When Levi-Strauss was at the pinnacle of his prestige, Susan Sontag wrote a article in the NY Review of Books titled “
A Hero of Our Time” that would be included in “Against Interpretation”, a collection that made her own reputation. It was a review of his “Structural Anthropology”, snippets of which can be read on MIA. She writes:

Lévi-Strauss sees man with a Lucretian pessimism, and a Lucretian feeling for knowledge as both consolation and necessary disenchantment. But for him the demon is history—not the body or the appetites. The past, with its mysteriously harmonious structures, is broken and crumbling before our eyes. Hence, the tropics are tristes. There were nearly twenty thousand of the naked, indigent, nomadic, handsome Nambikwaras in 1915, when they were first visited by white missionaries; when Lévi-Strauss arrived in 1938 there were no more than two thousand of them; today they are miserable, ugly, syphilitic, and almost extinct. Hopefully, anthropology brings a reduction of historical anxiety. It is interesting that many of Lévi-Strauss’s students are reported to be former Marxists, come as it were to lay their piety at the altar of the past since it cannot be offered to the future.
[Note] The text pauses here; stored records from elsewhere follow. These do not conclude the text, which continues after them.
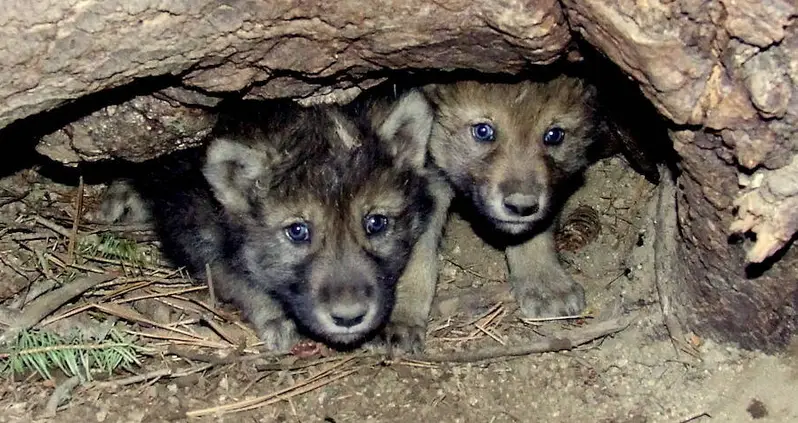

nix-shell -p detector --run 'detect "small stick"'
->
[679,411,712,423]
[408,319,629,363]
[67,175,83,264]
[92,364,213,388]
[33,216,71,237]
[205,263,218,309]
[186,357,359,417]
[521,313,593,323]
[200,314,239,345]
[0,275,114,344]
[44,376,80,418]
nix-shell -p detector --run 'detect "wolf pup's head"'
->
[425,76,596,234]
[203,93,432,346]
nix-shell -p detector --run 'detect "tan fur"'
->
[425,76,596,317]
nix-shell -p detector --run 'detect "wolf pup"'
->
[424,76,605,317]
[104,93,440,351]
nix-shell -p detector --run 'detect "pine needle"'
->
[78,232,147,265]
[0,330,143,383]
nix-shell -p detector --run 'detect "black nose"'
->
[330,313,366,328]
[504,193,540,217]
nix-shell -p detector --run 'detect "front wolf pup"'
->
[105,93,433,351]
[425,76,603,317]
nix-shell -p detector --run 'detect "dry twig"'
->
[0,275,114,344]
[67,175,83,264]
[408,319,630,363]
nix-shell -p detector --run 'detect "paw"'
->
[512,275,585,318]
[257,318,300,353]
[370,322,427,356]
[86,180,150,224]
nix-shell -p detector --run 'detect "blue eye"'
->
[285,222,310,243]
[363,214,388,235]
[471,123,496,142]
[543,126,565,145]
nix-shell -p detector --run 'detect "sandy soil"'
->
[0,159,798,423]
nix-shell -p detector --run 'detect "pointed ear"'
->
[377,89,434,169]
[202,138,268,213]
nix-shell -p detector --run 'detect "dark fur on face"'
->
[426,76,598,234]
[127,101,432,346]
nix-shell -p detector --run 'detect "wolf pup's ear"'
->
[377,89,434,169]
[202,138,268,213]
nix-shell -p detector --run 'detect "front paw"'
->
[257,318,300,353]
[371,322,427,356]
[511,275,585,318]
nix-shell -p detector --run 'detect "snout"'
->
[315,279,381,343]
[480,180,550,234]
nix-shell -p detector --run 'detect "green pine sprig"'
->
[0,329,143,382]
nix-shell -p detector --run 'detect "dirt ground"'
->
[0,158,798,423]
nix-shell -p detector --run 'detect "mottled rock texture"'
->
[0,0,798,349]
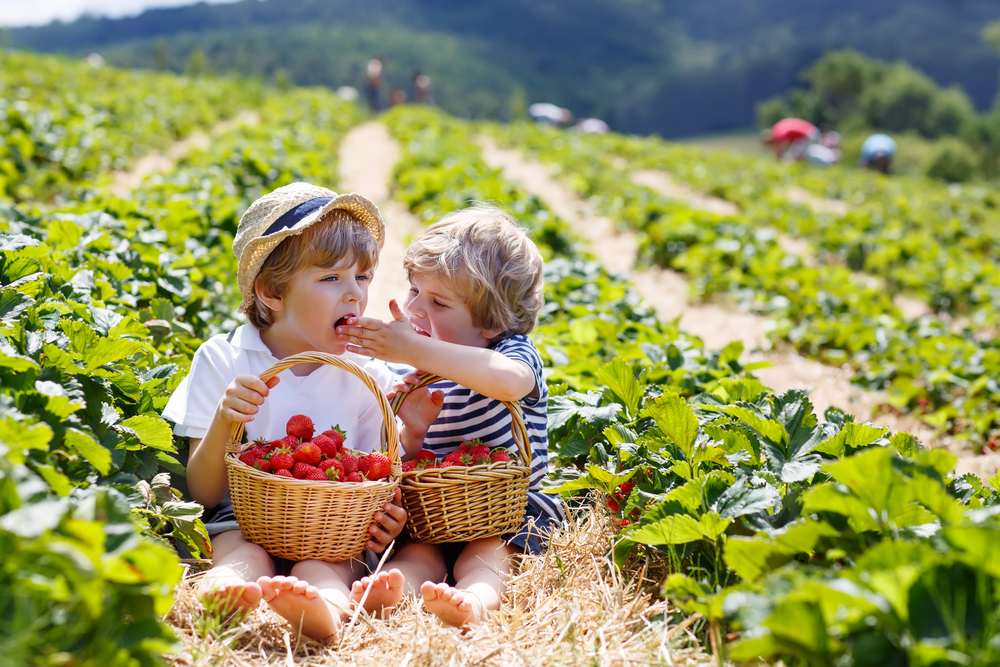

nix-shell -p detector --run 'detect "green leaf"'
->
[597,357,646,418]
[646,393,698,461]
[83,338,142,373]
[0,417,52,450]
[64,428,111,475]
[119,415,177,452]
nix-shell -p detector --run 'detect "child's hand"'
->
[365,488,406,554]
[337,299,422,363]
[218,375,280,424]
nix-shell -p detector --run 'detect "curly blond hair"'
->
[403,204,545,342]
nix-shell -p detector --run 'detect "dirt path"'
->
[340,121,423,319]
[481,137,1000,476]
[108,111,260,197]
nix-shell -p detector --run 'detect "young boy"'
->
[338,205,564,627]
[163,183,436,639]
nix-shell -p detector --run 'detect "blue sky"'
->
[0,0,233,26]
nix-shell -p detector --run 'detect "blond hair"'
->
[403,204,544,340]
[246,209,379,329]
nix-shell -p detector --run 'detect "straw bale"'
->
[165,509,716,667]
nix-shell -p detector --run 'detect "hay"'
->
[165,510,716,667]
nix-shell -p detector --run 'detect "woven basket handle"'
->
[226,352,402,475]
[391,373,531,468]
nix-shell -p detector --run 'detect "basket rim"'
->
[226,352,402,474]
[390,373,532,470]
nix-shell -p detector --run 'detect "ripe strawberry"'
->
[490,449,510,463]
[285,415,315,440]
[316,459,344,472]
[320,424,347,449]
[337,449,358,474]
[313,433,338,459]
[306,468,329,482]
[240,448,260,467]
[293,441,323,466]
[358,452,389,480]
[270,446,295,470]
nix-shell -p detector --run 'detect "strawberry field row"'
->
[386,105,1000,665]
[492,125,1000,443]
[0,60,360,665]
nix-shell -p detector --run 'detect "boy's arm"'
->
[187,375,279,507]
[337,303,538,402]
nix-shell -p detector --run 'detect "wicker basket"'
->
[226,352,402,563]
[392,375,531,544]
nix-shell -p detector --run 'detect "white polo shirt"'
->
[163,324,393,452]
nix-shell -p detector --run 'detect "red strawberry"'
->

Anthropology is necrology. “Let’s go and study the primitives,” say Lévi-Strauss and his pupils, “before they disappear.”

It is strange to think of these ex-Marxists—philosophical optimists if ever such have existed—submitting to the melancholy spectacle of the crumbling pre-historic past. They have moved not only from optimism to pessimism, but from certainty to systematic doubt. For, according to Lévi-Strauss, research in the field, “where every ethnological career begins, is the mother and nursemaid of doubt, the philosophical attitude par excellence.” In Lévi-Strauss’s program for the practicing anthropologist in Structural Anthropology, the Cartesian method of doubt is installed as a permanent agnosticism. “This ‘anthropological doubt’ consists not merely in knowing that one knows nothing but in resolutely exposing what one knows, even one’s own ignorance, to the insults and denials inflicted on one’s dearest ideas and habits by those ideas and habits which may contradict them to the highest degree.”

Whether or not Sontag was being totally accurate, it is distressing to think that this self-avowed if confused Marxist cum geologist/Freudian was attracting such “former Marxists” who dwell in “systematic doubt”. If Marxism has been accused in the past for having a messianic certainty about its goals, I for one would continue to remain a Marxist than to remain paralyzed like Hamlet in “anthropological doubt”.